Choosing the Right Countertops
Which countertop material will work best in your kitchen? Compare the maintenance and cost of each.
Teak wood is great choice in a sink area. It is durable, withstands moisture and looks gorgeous. Maintenance: Treat wood countertops with mineral oil every month. Sand out stains and re-oil for a new surface. Photo courtesy of The Grothouse Lumber Company.
Stainless steel can take abuse from just about any kitchen utensil or hot pot, and scratches and marks imbue it with a warm, lived-in patina. Maintenance: Use a cleaner with a high alcohol content that dries quickly and does not leave a film. Buff scratches with a scouring pad, following the grain of the metal.
Raised marble comes in a variety of beautiful colors and textures. Maintenance: Clean natural stone countertops with liquid detergent and water. Seal marble annually. Apply mineral oil to soapstone every other week for the first year to help the stone oxidize evenly; apply every other month thereafter.

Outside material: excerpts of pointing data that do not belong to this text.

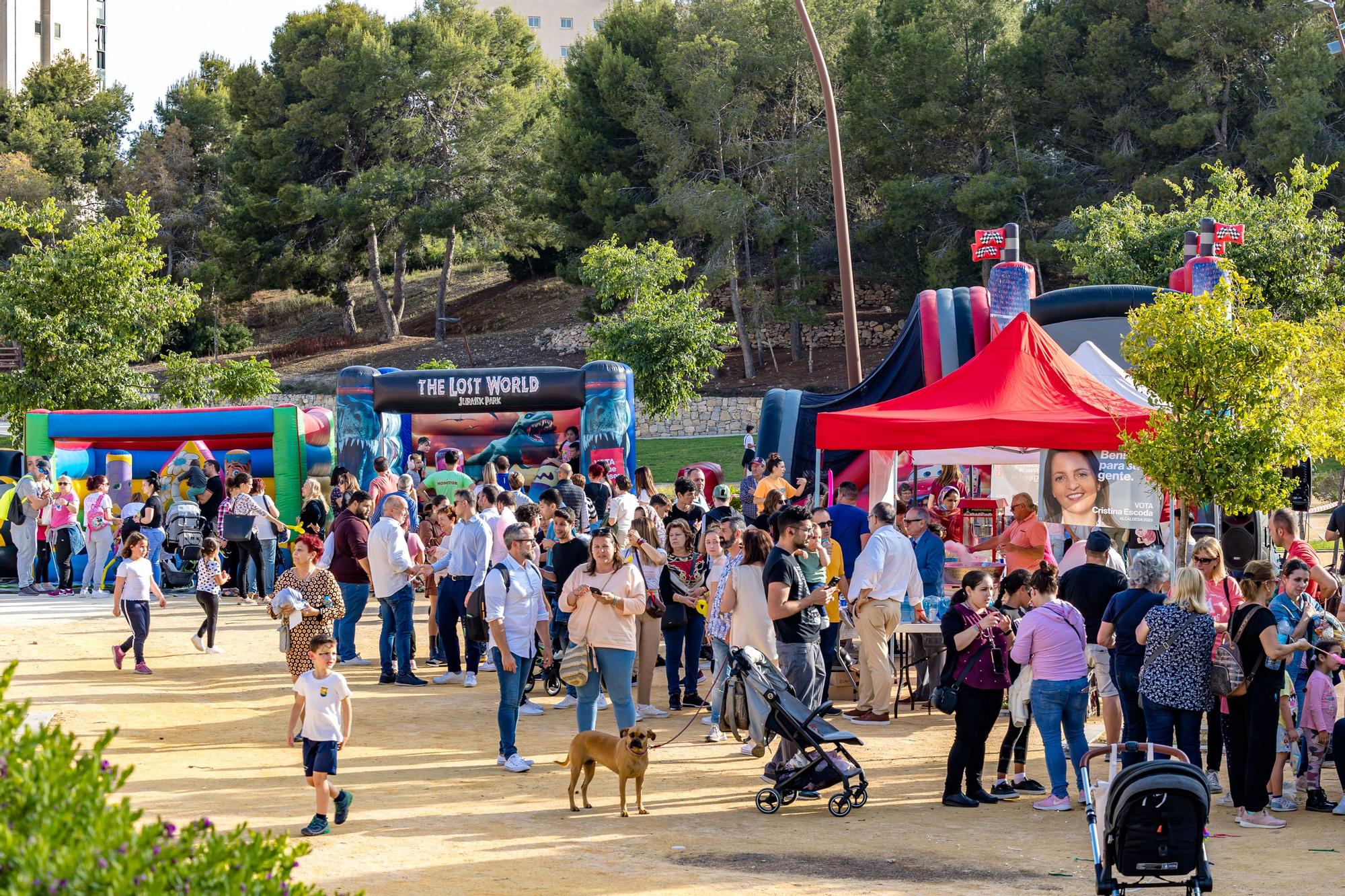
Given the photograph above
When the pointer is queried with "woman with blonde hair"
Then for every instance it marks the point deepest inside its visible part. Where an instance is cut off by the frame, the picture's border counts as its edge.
(1223, 598)
(313, 518)
(1179, 638)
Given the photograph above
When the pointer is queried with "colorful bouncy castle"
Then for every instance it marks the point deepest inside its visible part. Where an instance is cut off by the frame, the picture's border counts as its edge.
(518, 412)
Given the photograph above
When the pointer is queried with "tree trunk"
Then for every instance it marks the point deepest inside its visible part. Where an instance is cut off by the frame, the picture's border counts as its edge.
(446, 272)
(344, 300)
(736, 303)
(399, 283)
(392, 325)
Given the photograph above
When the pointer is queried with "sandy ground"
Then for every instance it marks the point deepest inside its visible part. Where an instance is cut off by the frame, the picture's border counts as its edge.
(434, 814)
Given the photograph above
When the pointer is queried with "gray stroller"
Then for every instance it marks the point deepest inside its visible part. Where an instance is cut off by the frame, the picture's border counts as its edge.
(759, 698)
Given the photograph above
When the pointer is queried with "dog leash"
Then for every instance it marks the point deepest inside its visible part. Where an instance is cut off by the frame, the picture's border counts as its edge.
(724, 666)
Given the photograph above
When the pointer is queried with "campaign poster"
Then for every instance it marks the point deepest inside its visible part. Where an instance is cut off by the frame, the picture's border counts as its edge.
(1096, 489)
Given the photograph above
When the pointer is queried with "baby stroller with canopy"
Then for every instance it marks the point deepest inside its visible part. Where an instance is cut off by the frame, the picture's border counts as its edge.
(185, 529)
(1155, 815)
(759, 698)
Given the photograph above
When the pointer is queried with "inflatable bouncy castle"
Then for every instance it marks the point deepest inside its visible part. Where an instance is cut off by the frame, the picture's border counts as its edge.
(523, 413)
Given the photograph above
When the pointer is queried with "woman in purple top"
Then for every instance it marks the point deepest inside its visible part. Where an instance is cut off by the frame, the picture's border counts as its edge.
(978, 639)
(1054, 641)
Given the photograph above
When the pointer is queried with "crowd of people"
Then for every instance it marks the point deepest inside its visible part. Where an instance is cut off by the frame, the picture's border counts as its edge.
(610, 565)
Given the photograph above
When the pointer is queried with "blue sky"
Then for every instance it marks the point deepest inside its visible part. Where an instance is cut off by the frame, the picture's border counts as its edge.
(151, 44)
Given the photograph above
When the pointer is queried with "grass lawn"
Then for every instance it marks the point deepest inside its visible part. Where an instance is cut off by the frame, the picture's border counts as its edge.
(669, 455)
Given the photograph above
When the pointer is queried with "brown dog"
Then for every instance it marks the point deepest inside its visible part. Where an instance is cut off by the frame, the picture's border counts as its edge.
(627, 755)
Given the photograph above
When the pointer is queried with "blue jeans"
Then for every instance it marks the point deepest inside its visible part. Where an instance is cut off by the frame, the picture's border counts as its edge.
(344, 630)
(684, 639)
(722, 676)
(614, 669)
(1055, 704)
(157, 549)
(397, 624)
(512, 688)
(1163, 721)
(1133, 717)
(449, 611)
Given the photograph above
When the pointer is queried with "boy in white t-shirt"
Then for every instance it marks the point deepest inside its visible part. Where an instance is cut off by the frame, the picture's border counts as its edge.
(322, 697)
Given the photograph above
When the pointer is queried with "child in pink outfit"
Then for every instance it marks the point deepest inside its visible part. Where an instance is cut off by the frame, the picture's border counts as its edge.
(1319, 719)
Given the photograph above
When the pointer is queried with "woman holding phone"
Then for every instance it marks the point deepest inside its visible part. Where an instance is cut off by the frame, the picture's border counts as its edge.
(978, 639)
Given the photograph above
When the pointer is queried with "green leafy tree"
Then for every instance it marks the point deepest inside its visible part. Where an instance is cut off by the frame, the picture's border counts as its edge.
(190, 382)
(67, 831)
(670, 338)
(1288, 249)
(1239, 396)
(84, 309)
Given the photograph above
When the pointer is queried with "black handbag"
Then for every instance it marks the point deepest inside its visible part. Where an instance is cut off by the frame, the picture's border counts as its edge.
(945, 697)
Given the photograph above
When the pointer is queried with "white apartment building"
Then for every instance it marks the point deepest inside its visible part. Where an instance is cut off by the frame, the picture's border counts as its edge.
(37, 32)
(558, 24)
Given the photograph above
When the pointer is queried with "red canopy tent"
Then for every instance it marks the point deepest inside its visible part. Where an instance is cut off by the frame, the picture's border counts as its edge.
(1020, 392)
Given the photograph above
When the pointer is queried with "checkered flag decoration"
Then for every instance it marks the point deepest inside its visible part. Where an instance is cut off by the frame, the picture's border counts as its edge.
(989, 244)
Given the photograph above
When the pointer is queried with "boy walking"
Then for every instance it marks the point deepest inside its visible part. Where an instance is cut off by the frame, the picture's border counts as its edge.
(322, 697)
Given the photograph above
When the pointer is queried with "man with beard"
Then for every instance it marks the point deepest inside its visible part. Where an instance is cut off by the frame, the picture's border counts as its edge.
(350, 568)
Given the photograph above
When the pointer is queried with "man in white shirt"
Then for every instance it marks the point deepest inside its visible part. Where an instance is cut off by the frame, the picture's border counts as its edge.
(391, 571)
(504, 520)
(517, 616)
(886, 575)
(621, 509)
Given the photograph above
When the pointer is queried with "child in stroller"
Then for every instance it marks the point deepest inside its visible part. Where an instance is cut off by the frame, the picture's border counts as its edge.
(758, 697)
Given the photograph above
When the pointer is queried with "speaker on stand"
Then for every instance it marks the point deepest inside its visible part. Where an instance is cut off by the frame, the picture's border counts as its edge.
(1245, 537)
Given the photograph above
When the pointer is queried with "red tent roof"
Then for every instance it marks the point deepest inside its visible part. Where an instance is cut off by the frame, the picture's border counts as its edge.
(1022, 392)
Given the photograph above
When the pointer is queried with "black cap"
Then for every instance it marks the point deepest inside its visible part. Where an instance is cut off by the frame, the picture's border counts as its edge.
(1098, 542)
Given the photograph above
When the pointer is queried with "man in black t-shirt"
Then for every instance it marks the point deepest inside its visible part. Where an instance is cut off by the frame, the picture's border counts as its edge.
(213, 495)
(1090, 588)
(798, 619)
(684, 509)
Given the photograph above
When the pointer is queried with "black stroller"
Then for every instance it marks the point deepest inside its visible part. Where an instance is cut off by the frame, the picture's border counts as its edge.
(1155, 815)
(757, 697)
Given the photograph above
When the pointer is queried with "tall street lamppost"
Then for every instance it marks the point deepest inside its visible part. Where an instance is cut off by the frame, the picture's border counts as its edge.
(1339, 45)
(853, 368)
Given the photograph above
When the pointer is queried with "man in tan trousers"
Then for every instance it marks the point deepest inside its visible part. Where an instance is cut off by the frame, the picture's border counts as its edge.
(886, 575)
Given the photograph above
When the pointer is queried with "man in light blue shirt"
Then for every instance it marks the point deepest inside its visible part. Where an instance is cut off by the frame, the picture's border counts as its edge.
(466, 563)
(517, 615)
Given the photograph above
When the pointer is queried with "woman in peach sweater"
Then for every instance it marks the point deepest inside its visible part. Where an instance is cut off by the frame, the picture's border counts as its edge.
(605, 598)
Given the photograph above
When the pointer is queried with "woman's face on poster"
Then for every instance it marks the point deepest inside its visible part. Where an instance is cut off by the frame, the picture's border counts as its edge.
(1074, 483)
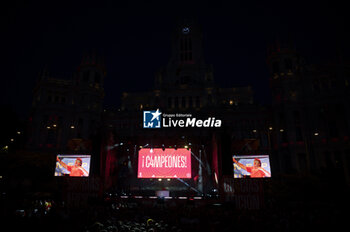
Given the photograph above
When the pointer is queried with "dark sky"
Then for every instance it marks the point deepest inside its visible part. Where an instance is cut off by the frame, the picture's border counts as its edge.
(135, 37)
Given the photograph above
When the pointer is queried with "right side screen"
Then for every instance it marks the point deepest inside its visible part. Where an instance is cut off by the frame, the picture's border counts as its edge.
(251, 166)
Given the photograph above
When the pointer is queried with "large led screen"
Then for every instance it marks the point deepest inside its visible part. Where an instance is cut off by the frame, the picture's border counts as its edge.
(167, 163)
(72, 165)
(252, 166)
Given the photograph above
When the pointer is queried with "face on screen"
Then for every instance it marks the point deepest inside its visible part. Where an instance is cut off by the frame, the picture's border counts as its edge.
(167, 163)
(72, 165)
(253, 166)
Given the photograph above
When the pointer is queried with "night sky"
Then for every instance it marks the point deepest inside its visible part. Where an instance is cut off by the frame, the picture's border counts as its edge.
(135, 39)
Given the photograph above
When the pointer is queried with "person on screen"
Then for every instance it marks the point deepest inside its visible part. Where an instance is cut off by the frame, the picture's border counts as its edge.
(256, 171)
(76, 169)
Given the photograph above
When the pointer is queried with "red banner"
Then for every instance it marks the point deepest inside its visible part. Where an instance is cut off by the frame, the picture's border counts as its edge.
(170, 163)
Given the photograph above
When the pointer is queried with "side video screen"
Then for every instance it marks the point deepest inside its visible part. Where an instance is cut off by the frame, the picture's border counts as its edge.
(73, 165)
(252, 166)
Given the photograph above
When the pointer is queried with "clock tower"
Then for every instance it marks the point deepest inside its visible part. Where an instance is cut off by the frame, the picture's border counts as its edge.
(186, 67)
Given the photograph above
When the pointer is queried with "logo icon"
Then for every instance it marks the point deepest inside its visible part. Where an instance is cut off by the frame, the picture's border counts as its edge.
(151, 119)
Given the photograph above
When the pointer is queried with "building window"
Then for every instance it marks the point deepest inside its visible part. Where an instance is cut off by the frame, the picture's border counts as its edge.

Jerusalem stone requires annual sealing.
Laminates offer a variety of color options and patterns, best of all, they are very budget-friendly. Maintenance: Rinse after cleaning to avoid soap rings. Laminate is susceptible to heat and standing water. No sealing is required.
Granite is durable, timeless and scratch- and heat-resistant. While it's easy to clean, it does have to be sealed periodically to protect the natural stone. Maintenance: Granite countertops need to be sealed twice a year. Clean with warm water and liquid detergent.
Concrete countertops work with any kitchen style from rustic to modern, and since they're custom made, they can be dyed any color to make for a truly unique addition to any kitchen. Maintenance: Wax concrete every six months and seal it annually. Wine, lemon juice and ketchup can stain, so clean up spills immediately. Companies like Sonoma Cast Stone have begun manufacturing stainless versions.